Chapter 9 Correlation and partitioning of variation
The coefficient of determination, R2, compares the variation in the response variable to the variation in the fitted model value. It can be calculated as a ratio of variances:
Swim <- SwimRecords # from mosaicData
mod <- lm( time ~ year + sex, data = Swim)
var(fitted(mod)) / var(Swim$time)
## [1] 0.8439936
The convenience function rsquared()
does the calculation for you:
rsquared(mod)
## [1] 0.8439936
The regression report is a standard way of summarizing models. Such a report is produced by most statistical software packages and used in many fields. The first part of the table contains the coefficients — labeled “Estimate” — along with other information that will be introduced starting in Chapter @ref(“chap:confidence”). The R2 statistic is a standard part of the report; look at the second line from the bottom.
summary(mod)
##
## Call:
## lm(formula = time ~ year + sex, data = Swim)
##
## Residuals:
## Min 1Q Median 3Q Max
## -4.7027 -2.7027 -0.5968 1.2796 19.0759
##
## Coefficients:
## Estimate Std. Error t value Pr(>|t|)
## (Intercept) 555.71678 33.79991 16.441 < 2e-16 ***
## year -0.25146 0.01732 -14.516 < 2e-16 ***
## sexM -9.79796 1.01287 -9.673 8.79e-14 ***
## ---
## Signif. codes: 0 '***' 0.001 '**' 0.01 '*' 0.05 '.' 0.1 ' ' 1
##
## Residual standard error: 3.983 on 59 degrees of freedom
## Multiple R-squared: 0.844, Adjusted R-squared: 0.8387
## F-statistic: 159.6 on 2 and 59 DF, p-value: < 2.2e-16
Occasionally, you may be interested in the correlation coefficient r between two quantities.

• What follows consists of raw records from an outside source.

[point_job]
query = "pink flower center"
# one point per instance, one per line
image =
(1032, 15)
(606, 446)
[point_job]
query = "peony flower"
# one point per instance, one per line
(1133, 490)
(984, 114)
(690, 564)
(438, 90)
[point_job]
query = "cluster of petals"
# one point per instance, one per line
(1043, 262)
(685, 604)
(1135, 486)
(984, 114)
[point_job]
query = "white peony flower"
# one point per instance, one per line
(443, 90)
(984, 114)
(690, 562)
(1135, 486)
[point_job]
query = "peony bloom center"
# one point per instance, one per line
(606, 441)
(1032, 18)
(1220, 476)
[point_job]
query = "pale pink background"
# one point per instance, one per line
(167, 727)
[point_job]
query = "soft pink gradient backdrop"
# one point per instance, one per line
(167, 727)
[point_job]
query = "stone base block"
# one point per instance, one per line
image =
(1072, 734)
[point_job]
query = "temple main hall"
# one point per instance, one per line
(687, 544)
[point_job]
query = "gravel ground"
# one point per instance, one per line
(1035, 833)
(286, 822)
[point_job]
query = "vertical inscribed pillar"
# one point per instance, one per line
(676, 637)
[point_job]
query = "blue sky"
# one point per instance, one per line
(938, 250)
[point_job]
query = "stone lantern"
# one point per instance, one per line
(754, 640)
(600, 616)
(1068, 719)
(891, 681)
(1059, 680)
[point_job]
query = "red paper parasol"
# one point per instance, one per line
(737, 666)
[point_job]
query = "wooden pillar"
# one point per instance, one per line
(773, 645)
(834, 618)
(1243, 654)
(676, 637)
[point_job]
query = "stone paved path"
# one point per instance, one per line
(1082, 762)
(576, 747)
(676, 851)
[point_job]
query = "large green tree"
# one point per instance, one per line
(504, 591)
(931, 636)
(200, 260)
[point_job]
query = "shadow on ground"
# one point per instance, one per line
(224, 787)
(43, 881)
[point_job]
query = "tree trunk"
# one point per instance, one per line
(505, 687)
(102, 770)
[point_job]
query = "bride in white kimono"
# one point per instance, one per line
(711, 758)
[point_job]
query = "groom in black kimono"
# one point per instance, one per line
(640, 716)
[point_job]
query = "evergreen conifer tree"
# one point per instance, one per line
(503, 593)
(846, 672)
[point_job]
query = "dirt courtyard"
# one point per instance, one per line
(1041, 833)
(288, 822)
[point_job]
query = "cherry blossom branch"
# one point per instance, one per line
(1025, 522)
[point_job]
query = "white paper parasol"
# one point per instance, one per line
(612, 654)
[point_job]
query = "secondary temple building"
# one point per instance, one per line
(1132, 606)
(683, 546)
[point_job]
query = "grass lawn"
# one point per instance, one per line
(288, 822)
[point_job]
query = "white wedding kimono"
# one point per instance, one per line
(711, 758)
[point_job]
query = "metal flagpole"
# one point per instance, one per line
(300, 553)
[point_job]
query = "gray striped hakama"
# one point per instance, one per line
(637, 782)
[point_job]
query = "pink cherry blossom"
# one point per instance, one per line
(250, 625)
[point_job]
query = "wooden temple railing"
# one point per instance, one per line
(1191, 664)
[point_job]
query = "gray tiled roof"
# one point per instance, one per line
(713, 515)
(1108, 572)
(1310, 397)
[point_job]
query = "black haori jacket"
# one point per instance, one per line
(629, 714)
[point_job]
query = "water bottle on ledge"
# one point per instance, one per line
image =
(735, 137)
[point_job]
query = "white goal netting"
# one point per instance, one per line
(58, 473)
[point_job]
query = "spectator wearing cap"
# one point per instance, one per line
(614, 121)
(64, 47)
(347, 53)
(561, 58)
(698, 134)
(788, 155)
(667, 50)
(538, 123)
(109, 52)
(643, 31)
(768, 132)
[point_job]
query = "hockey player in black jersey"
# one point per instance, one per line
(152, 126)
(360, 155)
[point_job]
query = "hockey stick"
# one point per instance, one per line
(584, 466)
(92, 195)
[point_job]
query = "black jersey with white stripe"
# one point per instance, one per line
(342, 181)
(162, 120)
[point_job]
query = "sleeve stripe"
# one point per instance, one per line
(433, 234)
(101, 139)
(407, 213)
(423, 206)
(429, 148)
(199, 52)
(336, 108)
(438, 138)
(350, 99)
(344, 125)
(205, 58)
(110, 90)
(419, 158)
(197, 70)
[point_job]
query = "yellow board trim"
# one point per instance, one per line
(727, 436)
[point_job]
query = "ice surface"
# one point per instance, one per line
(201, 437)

You can, of course, compute r by fitting a model, finding R2, and taking a square root.
mod2 <- lm( time ~ year, data = Swim)
coef(mod2)
## (Intercept) year
## 567.2420024 -0.2598771
sqrt(rsquared(mod2))
## [1] 0.7723752
The cor()
function computes this directly:
cor(Swim$time, Swim$year)
## [1] -0.7723752
Note that the negative sign on r indicates that record swim time
decreases as year
increases. This information about the direction of change is contained in the sign of the coefficient from the model. The magnitude of the coefficient tells how fast the time
is changing (with units of seconds per year). The correlation coefficient (like R2) is without units.
Keep in mind that the correlation coefficient r summarizes only the simple linear model A ~ B where B is quantitative. But the coefficient of determination, R2, summarizes any model; it is much more useful. If you want to see the direction of change, look at the sign of the correlation coefficient.